Raw Image | Segmentated Image |
---|---|
This dataset defines 8 semantic classes (7 distinct classes + implicit background class):
Class | XML Label | Description | Color (RGB) |
---|---|---|---|
Ego Lane | Ego Lane |
The lane the agent is supposed to be driving in (default right-hand traffic assumed) | [102,255,102] |
Opposite Lane | Opposite Lane |
The lane opposite to the one the agent is supposed to be driving in (default right-hand traffic assumed) | [245,147,49] |
Road End | Road End |
Perpendicular red indicator found in Duckietown indicating the end of the road or the beginning of an intersection | [184,61,245] |
Intersection | Intersection |
Road tile with no lane markings that has either 3 (T-intersection) or 4 (X-intersection) adjacent road tiles | [50,183,250] |
Middle Lane | Middle Lane |
Broken yellow lane in the middle of the road separating lanes | [255,255,0] |
Side Lane | Side Lane |
Solid white lane marking the road boundary | [255,255,255] |
Background | Background |
Unclassified | - (implicit class) |
(1) The color assignment is purely a suggestion as the color information encoded in the annotation file is not used by the cvat_preprocessor.py
and can therefore be overwritten by any other mapping.
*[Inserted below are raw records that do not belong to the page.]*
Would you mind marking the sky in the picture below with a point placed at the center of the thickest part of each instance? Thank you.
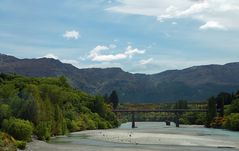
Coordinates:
(139, 36)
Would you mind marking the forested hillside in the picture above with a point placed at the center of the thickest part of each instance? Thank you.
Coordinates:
(49, 106)
(194, 83)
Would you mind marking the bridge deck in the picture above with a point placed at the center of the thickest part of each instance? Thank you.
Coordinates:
(162, 110)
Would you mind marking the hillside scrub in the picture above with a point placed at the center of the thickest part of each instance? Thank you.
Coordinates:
(47, 107)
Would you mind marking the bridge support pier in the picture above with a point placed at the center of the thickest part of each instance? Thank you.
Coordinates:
(133, 119)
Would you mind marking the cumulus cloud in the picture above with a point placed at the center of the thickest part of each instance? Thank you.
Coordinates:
(50, 55)
(97, 54)
(146, 61)
(222, 12)
(71, 34)
(212, 25)
(75, 63)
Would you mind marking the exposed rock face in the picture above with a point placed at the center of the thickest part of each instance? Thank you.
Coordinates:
(195, 83)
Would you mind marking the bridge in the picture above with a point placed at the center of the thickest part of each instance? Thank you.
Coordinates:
(176, 111)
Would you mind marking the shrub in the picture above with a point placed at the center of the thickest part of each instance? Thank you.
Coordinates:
(43, 131)
(232, 122)
(21, 145)
(19, 129)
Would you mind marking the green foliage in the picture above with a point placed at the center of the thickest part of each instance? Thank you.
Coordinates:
(5, 112)
(181, 104)
(114, 99)
(212, 111)
(51, 105)
(232, 122)
(7, 143)
(21, 145)
(19, 129)
(43, 131)
(233, 108)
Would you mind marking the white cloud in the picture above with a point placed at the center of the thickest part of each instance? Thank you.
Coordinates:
(50, 55)
(96, 54)
(224, 12)
(132, 51)
(146, 61)
(75, 63)
(112, 46)
(212, 25)
(71, 34)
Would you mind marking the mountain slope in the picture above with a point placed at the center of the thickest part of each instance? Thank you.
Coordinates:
(195, 83)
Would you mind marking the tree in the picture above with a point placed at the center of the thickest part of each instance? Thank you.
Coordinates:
(19, 129)
(212, 111)
(181, 104)
(114, 99)
(5, 112)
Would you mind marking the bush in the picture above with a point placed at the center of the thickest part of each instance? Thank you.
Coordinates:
(232, 122)
(43, 131)
(21, 145)
(19, 129)
(5, 112)
(7, 142)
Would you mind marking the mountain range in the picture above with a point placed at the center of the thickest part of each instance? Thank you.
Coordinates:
(196, 83)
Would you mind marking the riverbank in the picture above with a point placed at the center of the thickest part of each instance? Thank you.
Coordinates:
(149, 136)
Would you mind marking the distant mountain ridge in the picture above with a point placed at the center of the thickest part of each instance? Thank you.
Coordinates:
(195, 83)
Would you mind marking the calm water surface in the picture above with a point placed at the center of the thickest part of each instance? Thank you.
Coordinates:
(149, 136)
The specified color mapping is mentioned here for explanatory and consistency reasons as this mapping is used in dataloader.py
(see Usage for more information).
(2) [Ego Lane, Opposite Lane, Intersection]
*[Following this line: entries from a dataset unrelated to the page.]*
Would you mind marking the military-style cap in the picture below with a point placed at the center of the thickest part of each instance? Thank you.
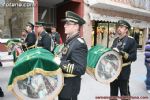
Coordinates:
(30, 24)
(40, 23)
(73, 17)
(124, 23)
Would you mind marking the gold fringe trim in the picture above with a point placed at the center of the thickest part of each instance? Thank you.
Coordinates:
(32, 73)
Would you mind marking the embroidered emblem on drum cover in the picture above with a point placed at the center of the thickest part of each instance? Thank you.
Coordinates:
(65, 50)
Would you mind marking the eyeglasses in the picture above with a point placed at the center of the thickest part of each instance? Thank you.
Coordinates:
(70, 23)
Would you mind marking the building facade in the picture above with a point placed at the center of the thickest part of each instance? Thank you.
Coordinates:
(101, 17)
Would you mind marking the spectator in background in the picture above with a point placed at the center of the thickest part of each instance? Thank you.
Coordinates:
(55, 36)
(1, 93)
(44, 40)
(147, 64)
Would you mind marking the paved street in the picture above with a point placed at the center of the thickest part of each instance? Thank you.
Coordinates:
(91, 89)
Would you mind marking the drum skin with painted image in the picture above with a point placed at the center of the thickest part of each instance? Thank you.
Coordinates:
(103, 64)
(36, 76)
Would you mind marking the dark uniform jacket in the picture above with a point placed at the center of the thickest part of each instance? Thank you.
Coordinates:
(44, 41)
(30, 39)
(73, 61)
(56, 37)
(128, 45)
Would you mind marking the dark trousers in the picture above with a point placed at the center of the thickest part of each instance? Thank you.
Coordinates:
(1, 93)
(73, 98)
(147, 81)
(119, 84)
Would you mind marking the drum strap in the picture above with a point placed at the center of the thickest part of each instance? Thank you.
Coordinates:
(69, 75)
(125, 64)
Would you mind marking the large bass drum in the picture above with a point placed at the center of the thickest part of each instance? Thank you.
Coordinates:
(36, 76)
(104, 64)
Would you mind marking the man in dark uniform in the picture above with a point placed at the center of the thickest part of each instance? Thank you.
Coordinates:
(74, 57)
(44, 39)
(126, 46)
(55, 35)
(31, 37)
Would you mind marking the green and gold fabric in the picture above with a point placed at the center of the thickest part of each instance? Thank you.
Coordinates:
(103, 64)
(35, 76)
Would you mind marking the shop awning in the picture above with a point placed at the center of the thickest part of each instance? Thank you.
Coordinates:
(133, 22)
(108, 4)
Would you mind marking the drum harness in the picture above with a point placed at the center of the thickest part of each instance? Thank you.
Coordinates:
(60, 54)
(120, 45)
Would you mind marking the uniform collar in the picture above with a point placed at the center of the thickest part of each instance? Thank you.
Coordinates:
(72, 37)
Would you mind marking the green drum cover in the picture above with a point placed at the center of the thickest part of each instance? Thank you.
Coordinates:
(32, 59)
(94, 54)
(58, 49)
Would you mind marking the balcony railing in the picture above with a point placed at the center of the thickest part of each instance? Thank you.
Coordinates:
(142, 4)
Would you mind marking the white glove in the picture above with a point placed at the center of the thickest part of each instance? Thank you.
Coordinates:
(116, 49)
(57, 60)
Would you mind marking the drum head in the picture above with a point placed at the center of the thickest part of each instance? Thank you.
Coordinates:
(108, 67)
(39, 87)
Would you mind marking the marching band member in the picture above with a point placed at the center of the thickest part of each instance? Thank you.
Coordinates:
(127, 47)
(74, 57)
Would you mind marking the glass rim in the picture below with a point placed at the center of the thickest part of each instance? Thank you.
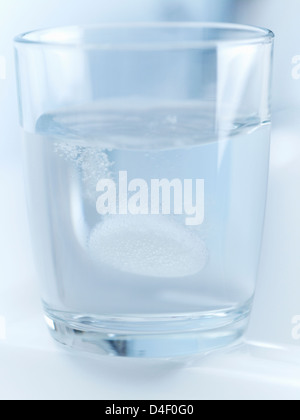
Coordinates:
(253, 35)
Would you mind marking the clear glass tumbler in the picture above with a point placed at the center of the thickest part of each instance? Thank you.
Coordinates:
(146, 155)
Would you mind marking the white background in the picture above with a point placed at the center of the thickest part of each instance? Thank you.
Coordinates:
(30, 365)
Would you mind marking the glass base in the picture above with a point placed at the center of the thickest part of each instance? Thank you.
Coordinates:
(149, 337)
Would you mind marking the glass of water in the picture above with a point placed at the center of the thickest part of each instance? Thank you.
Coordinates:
(146, 158)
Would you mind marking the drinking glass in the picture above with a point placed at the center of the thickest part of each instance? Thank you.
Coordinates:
(146, 162)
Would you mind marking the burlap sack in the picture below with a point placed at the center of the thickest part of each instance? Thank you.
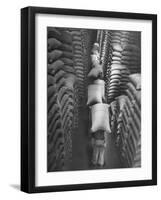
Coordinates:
(100, 117)
(102, 84)
(95, 94)
(96, 72)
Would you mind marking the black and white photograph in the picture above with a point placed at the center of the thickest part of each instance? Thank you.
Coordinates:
(93, 99)
(88, 99)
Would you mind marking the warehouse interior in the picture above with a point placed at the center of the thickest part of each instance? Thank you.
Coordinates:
(94, 99)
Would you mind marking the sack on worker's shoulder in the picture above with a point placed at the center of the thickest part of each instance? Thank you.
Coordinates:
(96, 72)
(70, 80)
(100, 117)
(95, 94)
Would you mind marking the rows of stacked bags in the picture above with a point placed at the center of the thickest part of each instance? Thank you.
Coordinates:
(120, 55)
(99, 109)
(82, 39)
(62, 81)
(126, 122)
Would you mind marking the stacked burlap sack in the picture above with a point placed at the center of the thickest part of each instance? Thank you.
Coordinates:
(118, 77)
(128, 134)
(61, 100)
(119, 48)
(125, 49)
(99, 111)
(81, 49)
(78, 59)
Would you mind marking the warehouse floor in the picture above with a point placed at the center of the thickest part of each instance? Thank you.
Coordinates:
(81, 149)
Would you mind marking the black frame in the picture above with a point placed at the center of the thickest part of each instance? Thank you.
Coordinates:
(28, 98)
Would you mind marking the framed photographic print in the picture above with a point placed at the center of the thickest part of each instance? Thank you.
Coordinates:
(88, 99)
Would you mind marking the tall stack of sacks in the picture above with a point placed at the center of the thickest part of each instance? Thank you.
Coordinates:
(61, 84)
(124, 49)
(78, 59)
(98, 109)
(118, 76)
(129, 123)
(97, 70)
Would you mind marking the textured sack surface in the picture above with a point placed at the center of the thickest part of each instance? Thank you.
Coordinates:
(136, 80)
(100, 117)
(102, 84)
(95, 94)
(96, 72)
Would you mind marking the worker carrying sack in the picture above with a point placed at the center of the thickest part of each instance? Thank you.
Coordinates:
(96, 72)
(100, 117)
(102, 84)
(95, 94)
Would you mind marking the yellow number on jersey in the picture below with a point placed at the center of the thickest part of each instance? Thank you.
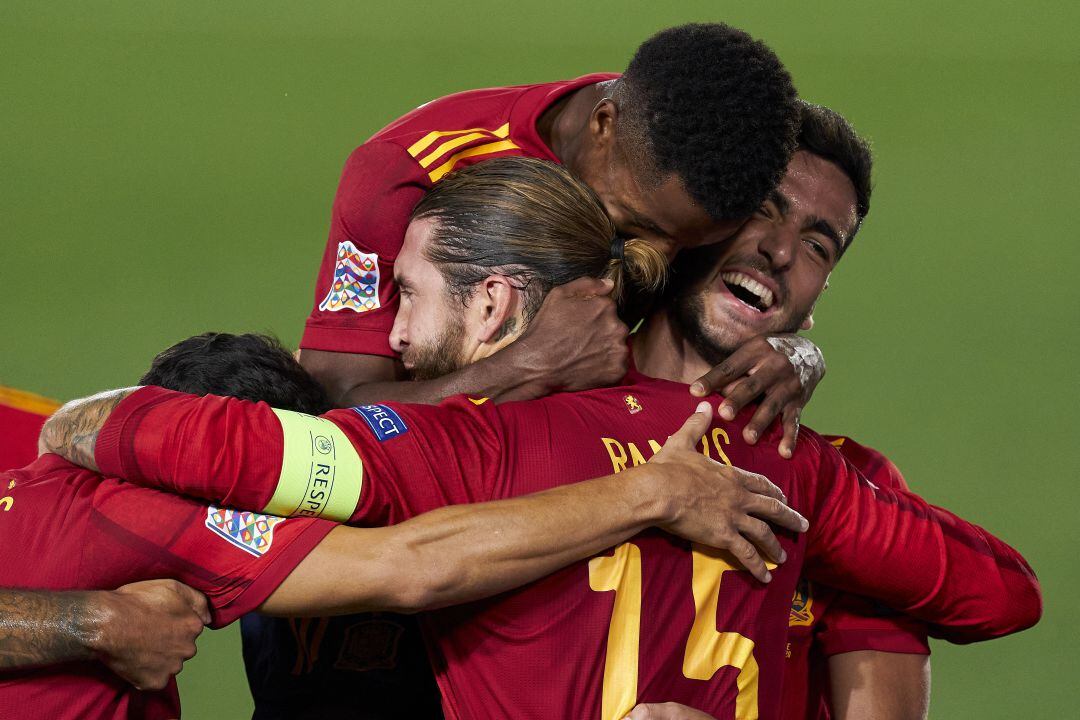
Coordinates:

are three semantic classes for essentially the same road tiles - the three classes were added to introduce more information for some use cases. Keep in mind, that some semantic segmentation neural network have a hard time learning the difference between these classes, leading to a poor performance on detecting these classes. In such case, treating these three classes as one "Road" class helps improving the segmentation performance.
(3) The Middle Lane
and Side Lane
classes were added later and thus only the first 125 images were annotated. If you want to use these, use the segmentation_annotation.xml
annotation file. Otherwise, segmentation_annotation_old.xml
stores 250 images (including the 125 images from the other annotation file) but without these two classes.
(4) Background
is a special semantic class as it is not stored in the annotation file. This class is assigned to all pixels that don't have any other class (see dataloader.py
for a reference solution for that).
Due to the rather large size of the original dataset (~750MB), this repository only contains annotations file stored in CVAT for Images 1.1
format as well as two python files:
cvat_preprocessor.py
: A collection of helper functions to read the annotations file and extract the annotation masks stored as polygons.dataloader.py
: A PyTorch-specific example implementation of a wrapper-dataset to use with PyTorch machine learning models.